According to Lennon, it’s logical for crypto and blockchain companies to want to be a part of working groups and trade associations to help educate regulators, especially with all the different state and federal regulations floating around the space: “Regulation stifles innovation; carefully crafted regulation does less harm.”

This certainly does seem to be the case for the maturing cryptocurrency industry. For example, Chen Arad, chief operating officer of Solidus Labs — a risk monitoring platform for digital assets — told Cointelegraph that collaborative groups that share data and cross-market surveillance are key to answering the Bitcoin (BTC) futures exchange-traded fund (ETF) question. He remarked:

“The lack of shared surveillance agreements in crypto is the main reason for the SEC’s rejections of Bitcoin-ETF rule-change applications. The SEC wants to know if traders are manipulating Bitcoin across more than one exchange. Monitoring for this requires data-sharing agreements that would allow cross-market surveillance.”

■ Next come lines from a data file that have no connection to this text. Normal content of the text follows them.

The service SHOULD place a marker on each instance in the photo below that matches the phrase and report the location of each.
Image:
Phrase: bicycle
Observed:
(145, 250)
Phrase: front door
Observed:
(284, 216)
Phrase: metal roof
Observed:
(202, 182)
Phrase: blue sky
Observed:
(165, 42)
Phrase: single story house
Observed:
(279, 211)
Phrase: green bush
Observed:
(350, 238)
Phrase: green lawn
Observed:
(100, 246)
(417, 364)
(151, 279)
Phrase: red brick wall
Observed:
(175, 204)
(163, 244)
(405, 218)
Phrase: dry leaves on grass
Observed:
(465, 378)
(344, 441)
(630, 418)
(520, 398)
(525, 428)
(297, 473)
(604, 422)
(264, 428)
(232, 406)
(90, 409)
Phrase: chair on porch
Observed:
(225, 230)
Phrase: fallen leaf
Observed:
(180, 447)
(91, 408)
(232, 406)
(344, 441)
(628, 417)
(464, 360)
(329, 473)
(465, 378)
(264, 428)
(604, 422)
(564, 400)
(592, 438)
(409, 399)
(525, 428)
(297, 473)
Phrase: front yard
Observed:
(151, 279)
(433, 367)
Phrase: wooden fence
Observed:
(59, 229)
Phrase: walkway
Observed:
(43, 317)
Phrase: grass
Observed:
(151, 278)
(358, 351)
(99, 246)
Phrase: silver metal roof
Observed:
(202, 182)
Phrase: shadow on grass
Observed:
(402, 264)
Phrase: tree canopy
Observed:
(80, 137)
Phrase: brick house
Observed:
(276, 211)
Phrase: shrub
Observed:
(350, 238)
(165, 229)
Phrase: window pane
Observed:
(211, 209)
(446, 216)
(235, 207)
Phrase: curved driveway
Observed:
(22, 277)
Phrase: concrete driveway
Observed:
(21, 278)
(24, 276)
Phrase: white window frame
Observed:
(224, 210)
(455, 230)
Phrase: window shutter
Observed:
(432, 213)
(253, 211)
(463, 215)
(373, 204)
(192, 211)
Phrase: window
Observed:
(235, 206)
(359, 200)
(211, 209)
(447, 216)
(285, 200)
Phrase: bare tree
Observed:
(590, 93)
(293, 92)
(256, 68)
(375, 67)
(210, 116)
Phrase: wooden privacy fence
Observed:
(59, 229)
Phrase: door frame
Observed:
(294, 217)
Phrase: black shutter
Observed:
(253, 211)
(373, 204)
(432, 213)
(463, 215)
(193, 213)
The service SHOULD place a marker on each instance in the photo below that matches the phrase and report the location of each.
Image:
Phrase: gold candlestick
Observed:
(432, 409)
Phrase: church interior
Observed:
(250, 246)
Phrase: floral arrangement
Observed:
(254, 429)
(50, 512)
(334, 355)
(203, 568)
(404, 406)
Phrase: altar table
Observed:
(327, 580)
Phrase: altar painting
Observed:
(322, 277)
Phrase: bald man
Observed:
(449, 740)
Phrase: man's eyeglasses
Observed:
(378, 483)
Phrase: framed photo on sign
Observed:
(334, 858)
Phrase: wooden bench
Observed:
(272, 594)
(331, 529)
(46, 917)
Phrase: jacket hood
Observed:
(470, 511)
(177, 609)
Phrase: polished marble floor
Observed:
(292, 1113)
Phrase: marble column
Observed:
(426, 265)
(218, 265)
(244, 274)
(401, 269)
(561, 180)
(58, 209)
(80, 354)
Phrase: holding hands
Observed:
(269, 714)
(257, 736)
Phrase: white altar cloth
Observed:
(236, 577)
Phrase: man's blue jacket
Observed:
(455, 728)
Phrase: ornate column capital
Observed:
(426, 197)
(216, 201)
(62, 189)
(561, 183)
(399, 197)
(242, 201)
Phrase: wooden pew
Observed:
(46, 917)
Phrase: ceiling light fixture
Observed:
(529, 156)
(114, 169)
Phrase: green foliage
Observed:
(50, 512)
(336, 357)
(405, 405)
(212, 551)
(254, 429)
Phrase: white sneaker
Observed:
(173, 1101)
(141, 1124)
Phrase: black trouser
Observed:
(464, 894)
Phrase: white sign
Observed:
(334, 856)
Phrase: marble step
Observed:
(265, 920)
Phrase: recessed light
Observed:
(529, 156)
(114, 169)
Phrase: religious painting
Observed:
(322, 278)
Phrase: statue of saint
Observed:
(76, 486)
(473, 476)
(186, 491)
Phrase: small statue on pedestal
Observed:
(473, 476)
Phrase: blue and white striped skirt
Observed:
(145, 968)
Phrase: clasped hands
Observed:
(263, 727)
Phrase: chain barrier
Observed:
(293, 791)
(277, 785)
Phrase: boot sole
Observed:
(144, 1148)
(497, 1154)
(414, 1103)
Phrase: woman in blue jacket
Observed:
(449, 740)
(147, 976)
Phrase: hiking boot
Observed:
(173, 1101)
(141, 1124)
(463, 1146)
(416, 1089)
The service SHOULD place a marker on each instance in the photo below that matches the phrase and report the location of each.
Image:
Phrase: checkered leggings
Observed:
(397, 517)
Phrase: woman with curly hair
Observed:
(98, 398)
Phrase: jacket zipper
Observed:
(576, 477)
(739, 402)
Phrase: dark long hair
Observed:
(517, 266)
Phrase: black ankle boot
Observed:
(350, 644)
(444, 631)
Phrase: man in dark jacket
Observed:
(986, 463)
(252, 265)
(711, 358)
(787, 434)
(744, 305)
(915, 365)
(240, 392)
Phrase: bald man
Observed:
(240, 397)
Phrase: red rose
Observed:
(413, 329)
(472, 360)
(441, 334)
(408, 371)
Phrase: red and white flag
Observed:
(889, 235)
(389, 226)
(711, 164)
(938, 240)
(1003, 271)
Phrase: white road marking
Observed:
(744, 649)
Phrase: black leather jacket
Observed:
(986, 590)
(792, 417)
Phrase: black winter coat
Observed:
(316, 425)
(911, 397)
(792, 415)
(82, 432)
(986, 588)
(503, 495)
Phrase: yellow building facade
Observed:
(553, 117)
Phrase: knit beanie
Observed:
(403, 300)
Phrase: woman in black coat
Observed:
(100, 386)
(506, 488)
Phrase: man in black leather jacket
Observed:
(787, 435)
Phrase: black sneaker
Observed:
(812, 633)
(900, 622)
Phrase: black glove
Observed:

Arad added that aside from the crypto sector, there have been plenty of examples of industry-driven self-regulation that has enabled new technologies to solve regulatory challenges and prosper. “The Online Lending Network in the lending space and the Intermarket Surveillance Group in the securities space have been created by those industries to solve very similar cross-platform concerns.”

Will working groups make an impact?

Lennon pointed out that many of the cryptocurrency working groups and collaborative associations mentioned are not currently recognized as official self-regulatory organizations, or SROs. In turn, Lennon explained that it may be challenging for regulators to work with these groups:

“An SRO is typically given legislative authority from a regulatory agency that allows it to create policies and enforce them in a specific industry. For example, FINRA is an SRO for the U.S. Securities and Exchange Commission. Currently, none of the organizations mentioned here have the legislative authority to function as an SRO and, therefore, they are more trade associations or working groups who provide suggestions for how regulations impact the space.”

Lennon explained that these groups are indeed helpful but don’t hold the same authority as SROs. Echoing this sentiment, Zachary Kelman, managing partner of Kelman PLLC and general counsel of Cointelegraph, believes that it helps to have an organizational body put out standards, but that the federal government generally looks at traditional industry standards: “The federal government has an agenda. They manage money service businesses and want them to comply with certain laws.”

Despite this, Kelman pointed out that it may be easier for cryptocurrency working groups to approach state regulators when it comes to standards, mentioning that this is the case especially as many U.S. states, such as Florida, now try to become crypto havens:

“It may be possible to have a standard for cryptocurrency ATMs on a state level as an educational tool for state regulators. If these standards are fairly uniform across the industry, then this could be helpful to coordinate efforts across the country.”

While this makes sense, Lennon remarked that another challenge is the growing number of working groups within the crypto space. In particular, Lennon is concerned that with so many working groups, there are overlapping goals and potentially conflicting messages: “In a perfect world, there would be collaboration between, or merging of, many of these groups to bring more cohesion to the industry.”